Some doodle in notebooks. Some text under desks. Some write lyrics for their next rap song. Junior Adam Aune, under rap name DurAAceLL, and freshman Landon Campbell, RapperLC, are two of PHS’s aspiring rappers.
RapperLC has released three tracks on iTunes, and Aune has two albums on his Sound Cloud.
“I do it for the adrenaline rush,” said Campbell, who began rapping at talent shows in elementary school and has performed in front of crowds at basketball half time shows.
Aune says his motivation comes from his friends’ encouragement and his goal to spread positivity through his music. His newest album from September, Swervin’, features a song titled “Happy”.
“The song asks, are we really happy in life?” junior Zane Haney said. “At the same time, it’s encouragement to be happy.”
But these two aspiring rappers have learned that rapping is more complicated than simply creating music and uploading onto YouTube. Like anyone who has put themselves out there on the internet, Aune and Campbell face the haters—negative, vicious people who try to discourage them from rapping.
“I’ll have feedback about [my music], that they hate it, and ‘you’ll never be a rapper,’” Campbell said. “Why I rap is for the haters. By them telling me not to or I can’t, it just makes me want to do it more. I just get a kick out of it.”
One of Campbell’s songs is titled “No Need to Hate”, in which he urges critics to stop discouraging others from pursuing their passions.
In the song, Campbell said, “haters say the Black Eyed Peas can’t even rhyme. Selling millions, they must be doing fine,” acknowledging that even successful rap groups have haters.

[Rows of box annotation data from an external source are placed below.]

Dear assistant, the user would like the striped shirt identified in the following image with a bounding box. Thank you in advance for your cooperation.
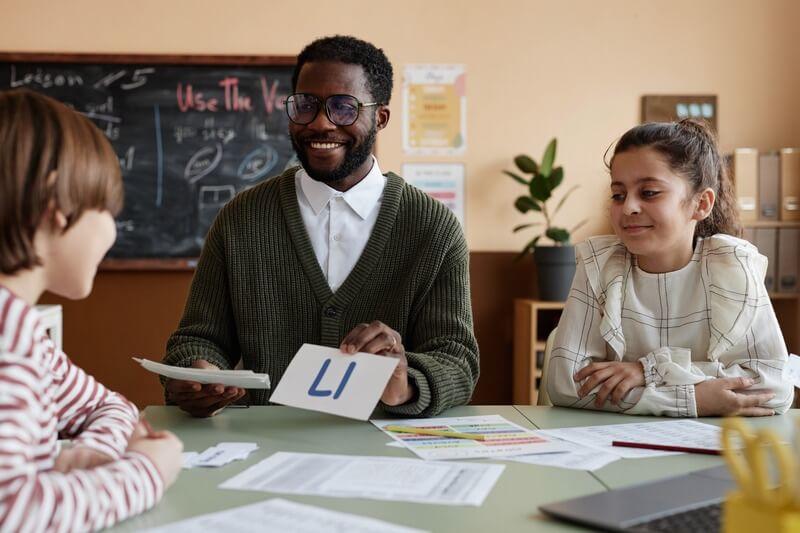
[0,286,164,532]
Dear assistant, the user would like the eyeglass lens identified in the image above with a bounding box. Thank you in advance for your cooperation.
[286,94,359,126]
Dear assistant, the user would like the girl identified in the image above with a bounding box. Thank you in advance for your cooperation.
[0,90,182,531]
[547,120,794,417]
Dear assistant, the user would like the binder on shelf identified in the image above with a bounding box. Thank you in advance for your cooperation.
[778,228,800,292]
[730,148,758,222]
[750,228,778,292]
[780,148,800,221]
[758,152,781,220]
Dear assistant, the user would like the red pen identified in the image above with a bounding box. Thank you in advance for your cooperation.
[611,440,721,455]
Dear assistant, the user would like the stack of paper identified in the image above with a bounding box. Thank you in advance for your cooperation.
[133,357,269,389]
[371,415,568,460]
[139,498,424,533]
[220,452,505,506]
[183,442,258,468]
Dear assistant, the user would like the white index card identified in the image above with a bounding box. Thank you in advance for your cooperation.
[270,344,398,420]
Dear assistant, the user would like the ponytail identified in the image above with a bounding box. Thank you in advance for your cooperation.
[607,119,742,237]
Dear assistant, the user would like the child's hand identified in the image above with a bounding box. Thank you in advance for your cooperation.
[53,444,113,474]
[574,361,645,407]
[694,378,775,416]
[164,359,246,417]
[128,431,183,489]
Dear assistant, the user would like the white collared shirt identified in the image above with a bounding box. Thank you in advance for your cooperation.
[294,156,386,292]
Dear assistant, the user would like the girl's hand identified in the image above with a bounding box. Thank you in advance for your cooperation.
[694,378,775,416]
[53,444,112,474]
[574,361,645,407]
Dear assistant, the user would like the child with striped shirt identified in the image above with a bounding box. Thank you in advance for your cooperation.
[0,90,182,531]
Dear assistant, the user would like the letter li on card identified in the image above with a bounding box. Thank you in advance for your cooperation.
[270,344,398,420]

All rappers face haters, as one can hear on the radio. Rappers throw around the word—thanking haters, bashing haters, saying haters love them. Aune says he faces haters who are not used to his different style from mainstream rap. Haters also criticize Aune because he is from Piedmont.

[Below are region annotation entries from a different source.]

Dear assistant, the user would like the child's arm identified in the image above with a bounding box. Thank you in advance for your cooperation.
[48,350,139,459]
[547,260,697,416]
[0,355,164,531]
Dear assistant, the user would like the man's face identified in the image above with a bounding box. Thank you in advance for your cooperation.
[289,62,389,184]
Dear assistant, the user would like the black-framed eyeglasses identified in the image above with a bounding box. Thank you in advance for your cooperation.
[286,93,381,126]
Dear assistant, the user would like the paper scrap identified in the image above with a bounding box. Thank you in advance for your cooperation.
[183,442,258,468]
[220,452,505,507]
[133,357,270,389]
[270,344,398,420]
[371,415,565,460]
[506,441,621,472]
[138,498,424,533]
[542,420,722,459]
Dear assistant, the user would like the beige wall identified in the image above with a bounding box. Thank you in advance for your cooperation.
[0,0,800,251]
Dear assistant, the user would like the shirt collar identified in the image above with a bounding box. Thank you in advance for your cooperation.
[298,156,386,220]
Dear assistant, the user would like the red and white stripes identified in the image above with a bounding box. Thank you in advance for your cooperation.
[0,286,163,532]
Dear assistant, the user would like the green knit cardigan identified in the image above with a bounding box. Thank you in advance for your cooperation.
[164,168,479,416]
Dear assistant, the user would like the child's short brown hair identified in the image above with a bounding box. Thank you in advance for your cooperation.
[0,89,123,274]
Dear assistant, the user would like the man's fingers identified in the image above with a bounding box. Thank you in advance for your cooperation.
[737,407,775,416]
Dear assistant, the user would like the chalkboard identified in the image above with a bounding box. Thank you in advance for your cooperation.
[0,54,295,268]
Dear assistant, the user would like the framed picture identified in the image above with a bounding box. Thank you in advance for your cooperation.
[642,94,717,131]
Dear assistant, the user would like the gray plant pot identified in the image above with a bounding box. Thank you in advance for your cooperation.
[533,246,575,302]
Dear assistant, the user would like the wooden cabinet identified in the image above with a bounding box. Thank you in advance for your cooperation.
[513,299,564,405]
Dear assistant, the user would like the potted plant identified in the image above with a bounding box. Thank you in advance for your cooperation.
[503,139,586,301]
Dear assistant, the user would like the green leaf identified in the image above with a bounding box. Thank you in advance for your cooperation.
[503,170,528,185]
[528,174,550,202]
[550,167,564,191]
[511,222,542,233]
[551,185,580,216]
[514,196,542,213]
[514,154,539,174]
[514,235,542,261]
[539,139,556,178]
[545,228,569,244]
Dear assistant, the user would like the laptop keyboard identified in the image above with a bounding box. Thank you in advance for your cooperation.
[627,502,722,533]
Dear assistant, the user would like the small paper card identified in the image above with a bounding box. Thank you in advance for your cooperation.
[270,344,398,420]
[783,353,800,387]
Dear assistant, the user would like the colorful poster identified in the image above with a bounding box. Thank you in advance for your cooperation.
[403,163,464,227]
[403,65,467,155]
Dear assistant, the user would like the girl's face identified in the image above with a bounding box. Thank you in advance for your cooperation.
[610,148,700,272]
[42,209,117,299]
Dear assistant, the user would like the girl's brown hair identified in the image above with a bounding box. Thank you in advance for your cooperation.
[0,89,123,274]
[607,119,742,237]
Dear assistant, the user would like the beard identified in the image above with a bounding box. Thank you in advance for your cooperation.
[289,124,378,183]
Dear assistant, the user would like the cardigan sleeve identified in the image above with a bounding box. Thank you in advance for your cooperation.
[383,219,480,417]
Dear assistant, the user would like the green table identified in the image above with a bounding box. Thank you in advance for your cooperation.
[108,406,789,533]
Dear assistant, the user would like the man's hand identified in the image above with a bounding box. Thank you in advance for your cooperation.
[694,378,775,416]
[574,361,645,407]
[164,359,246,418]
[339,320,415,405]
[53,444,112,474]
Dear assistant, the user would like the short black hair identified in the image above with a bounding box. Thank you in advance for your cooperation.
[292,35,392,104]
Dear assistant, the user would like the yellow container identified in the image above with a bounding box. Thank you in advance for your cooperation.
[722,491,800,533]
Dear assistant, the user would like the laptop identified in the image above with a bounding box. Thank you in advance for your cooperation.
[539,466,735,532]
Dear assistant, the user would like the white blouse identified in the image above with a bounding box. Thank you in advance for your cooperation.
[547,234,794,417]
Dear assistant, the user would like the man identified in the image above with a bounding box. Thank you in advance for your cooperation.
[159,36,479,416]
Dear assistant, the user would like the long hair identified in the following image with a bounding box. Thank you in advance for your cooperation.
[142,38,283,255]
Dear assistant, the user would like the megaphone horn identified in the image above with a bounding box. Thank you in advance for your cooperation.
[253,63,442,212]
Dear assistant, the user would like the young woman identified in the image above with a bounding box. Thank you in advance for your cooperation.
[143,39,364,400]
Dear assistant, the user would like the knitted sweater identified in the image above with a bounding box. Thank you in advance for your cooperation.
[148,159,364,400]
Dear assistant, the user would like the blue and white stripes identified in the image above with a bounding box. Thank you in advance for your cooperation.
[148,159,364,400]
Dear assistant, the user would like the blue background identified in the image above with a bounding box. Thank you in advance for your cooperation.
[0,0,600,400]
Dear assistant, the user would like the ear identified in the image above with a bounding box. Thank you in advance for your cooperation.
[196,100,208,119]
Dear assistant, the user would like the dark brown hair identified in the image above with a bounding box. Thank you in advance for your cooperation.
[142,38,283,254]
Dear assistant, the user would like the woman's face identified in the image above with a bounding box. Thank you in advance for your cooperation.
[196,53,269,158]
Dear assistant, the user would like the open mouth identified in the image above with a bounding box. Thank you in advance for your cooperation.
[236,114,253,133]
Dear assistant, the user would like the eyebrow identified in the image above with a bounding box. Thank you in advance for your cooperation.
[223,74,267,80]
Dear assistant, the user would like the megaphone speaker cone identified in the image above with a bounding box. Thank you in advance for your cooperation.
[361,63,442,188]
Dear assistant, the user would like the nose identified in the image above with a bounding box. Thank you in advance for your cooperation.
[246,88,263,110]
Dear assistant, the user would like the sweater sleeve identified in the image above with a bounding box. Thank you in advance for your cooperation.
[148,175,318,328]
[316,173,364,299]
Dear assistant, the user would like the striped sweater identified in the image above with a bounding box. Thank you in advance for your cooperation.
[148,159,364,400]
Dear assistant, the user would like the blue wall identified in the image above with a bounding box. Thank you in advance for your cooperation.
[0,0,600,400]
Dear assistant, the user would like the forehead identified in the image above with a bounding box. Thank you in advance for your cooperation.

“The whole ‘rap game’ thing, it’s generally from people of [different backgrounds from mine],” he said.
Aune and Campbell have brushed off the criticism, and even embraced it to move forward with their rapping careers. Though the two rappers have the ability to manage the comments on their songs, both Aune and Campbell said they purposely leave the hateful posts. Aune said it would be weak to delete the comments because everyone is entitled to their own opinion. Campbell said he will take the constructive criticism into consideration, but simply converts the hateful messages into motivation.
“I don’t want to be known as the rapper who stopped because of the hate,” Campbell said. “I want hate to be part of my stage name. I want to go hard and go through with everything I do.”

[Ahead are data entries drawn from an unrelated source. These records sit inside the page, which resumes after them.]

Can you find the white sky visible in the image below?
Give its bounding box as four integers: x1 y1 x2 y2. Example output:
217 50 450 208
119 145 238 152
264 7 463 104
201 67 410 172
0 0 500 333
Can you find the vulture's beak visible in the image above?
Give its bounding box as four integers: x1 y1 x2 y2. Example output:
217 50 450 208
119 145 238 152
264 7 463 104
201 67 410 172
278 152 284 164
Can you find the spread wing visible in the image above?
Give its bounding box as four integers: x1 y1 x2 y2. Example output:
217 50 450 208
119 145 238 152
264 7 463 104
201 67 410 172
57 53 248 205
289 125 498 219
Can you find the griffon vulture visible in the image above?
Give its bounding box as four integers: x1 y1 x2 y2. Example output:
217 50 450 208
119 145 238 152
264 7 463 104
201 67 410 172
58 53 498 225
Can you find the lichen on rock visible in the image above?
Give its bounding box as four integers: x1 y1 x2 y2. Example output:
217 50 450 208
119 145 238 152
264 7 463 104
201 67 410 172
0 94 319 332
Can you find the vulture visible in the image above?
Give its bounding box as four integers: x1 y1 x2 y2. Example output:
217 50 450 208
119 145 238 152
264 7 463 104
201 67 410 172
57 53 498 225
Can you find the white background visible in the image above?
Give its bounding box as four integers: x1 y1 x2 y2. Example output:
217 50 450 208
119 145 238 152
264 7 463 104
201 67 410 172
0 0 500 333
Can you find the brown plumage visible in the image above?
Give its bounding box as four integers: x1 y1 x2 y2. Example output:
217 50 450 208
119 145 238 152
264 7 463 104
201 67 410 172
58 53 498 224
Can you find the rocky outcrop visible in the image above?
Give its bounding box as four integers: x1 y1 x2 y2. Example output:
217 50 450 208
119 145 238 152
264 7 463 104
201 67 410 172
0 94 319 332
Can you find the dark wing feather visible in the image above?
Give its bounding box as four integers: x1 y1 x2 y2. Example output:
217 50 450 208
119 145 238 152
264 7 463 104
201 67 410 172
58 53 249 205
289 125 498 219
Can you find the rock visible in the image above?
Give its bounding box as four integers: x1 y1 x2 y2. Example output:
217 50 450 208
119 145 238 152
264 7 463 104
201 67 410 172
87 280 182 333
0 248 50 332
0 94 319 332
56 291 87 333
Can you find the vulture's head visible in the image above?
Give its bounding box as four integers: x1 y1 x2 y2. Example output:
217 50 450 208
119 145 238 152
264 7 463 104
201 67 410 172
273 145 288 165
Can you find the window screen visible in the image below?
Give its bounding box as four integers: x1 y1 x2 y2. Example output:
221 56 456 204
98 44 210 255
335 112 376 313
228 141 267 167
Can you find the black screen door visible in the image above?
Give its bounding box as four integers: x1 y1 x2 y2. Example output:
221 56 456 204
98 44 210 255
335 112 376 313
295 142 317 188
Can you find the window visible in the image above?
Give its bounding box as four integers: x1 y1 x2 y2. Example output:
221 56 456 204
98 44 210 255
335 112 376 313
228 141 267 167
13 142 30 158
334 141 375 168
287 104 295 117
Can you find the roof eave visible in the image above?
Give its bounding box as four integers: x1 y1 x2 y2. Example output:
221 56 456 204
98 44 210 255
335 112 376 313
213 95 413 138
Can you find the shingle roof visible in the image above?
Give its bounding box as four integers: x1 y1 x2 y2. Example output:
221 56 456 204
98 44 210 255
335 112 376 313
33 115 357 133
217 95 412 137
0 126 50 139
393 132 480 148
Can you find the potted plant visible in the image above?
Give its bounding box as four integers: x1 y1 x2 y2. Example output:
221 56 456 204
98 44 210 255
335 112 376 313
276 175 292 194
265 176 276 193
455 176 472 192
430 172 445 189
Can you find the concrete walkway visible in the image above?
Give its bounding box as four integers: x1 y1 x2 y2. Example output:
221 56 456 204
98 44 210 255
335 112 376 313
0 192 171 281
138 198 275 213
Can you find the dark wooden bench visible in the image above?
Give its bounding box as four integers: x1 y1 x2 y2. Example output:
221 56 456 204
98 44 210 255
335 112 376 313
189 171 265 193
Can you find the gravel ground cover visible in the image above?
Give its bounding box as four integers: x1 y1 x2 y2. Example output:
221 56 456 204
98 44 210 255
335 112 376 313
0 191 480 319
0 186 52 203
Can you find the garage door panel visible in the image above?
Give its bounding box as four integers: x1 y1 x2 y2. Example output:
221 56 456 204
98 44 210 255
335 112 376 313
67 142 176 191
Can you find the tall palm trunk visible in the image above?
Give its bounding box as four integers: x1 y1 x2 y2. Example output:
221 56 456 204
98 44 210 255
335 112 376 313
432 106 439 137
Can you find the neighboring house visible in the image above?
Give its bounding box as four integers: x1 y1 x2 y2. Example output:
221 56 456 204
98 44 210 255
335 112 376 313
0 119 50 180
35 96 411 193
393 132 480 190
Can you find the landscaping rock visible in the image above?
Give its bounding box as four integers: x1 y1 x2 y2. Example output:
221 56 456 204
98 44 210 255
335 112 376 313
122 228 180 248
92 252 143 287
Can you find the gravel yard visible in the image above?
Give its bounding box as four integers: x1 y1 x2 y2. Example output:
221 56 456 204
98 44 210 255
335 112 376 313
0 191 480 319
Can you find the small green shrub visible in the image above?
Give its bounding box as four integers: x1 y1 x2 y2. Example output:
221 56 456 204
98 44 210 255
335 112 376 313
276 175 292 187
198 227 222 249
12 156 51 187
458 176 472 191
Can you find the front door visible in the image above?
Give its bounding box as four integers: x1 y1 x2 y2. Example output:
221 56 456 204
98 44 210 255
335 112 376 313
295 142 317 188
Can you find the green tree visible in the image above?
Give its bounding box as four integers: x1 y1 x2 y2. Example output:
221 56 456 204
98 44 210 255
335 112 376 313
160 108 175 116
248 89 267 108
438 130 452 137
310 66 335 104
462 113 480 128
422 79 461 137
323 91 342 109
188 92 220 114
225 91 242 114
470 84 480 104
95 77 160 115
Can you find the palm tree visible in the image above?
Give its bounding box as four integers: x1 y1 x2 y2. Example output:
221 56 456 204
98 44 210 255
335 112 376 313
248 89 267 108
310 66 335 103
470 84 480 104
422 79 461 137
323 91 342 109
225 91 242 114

Along with the hate, however, also comes praise and encouragement that the two rappers feed off of. Campbell receives emails every time a person purchases his songs on iTunes, and has also received encouraging emails from fans.
“I think it’s really rewarding just from kids coming up from school and saying ‘whatsup DurAAceLL, I love the new track,’” Aune said. “That alone, that in itself is just a really rewarding feeling. I put something out there and I’m getting acknowledged for this publicly.”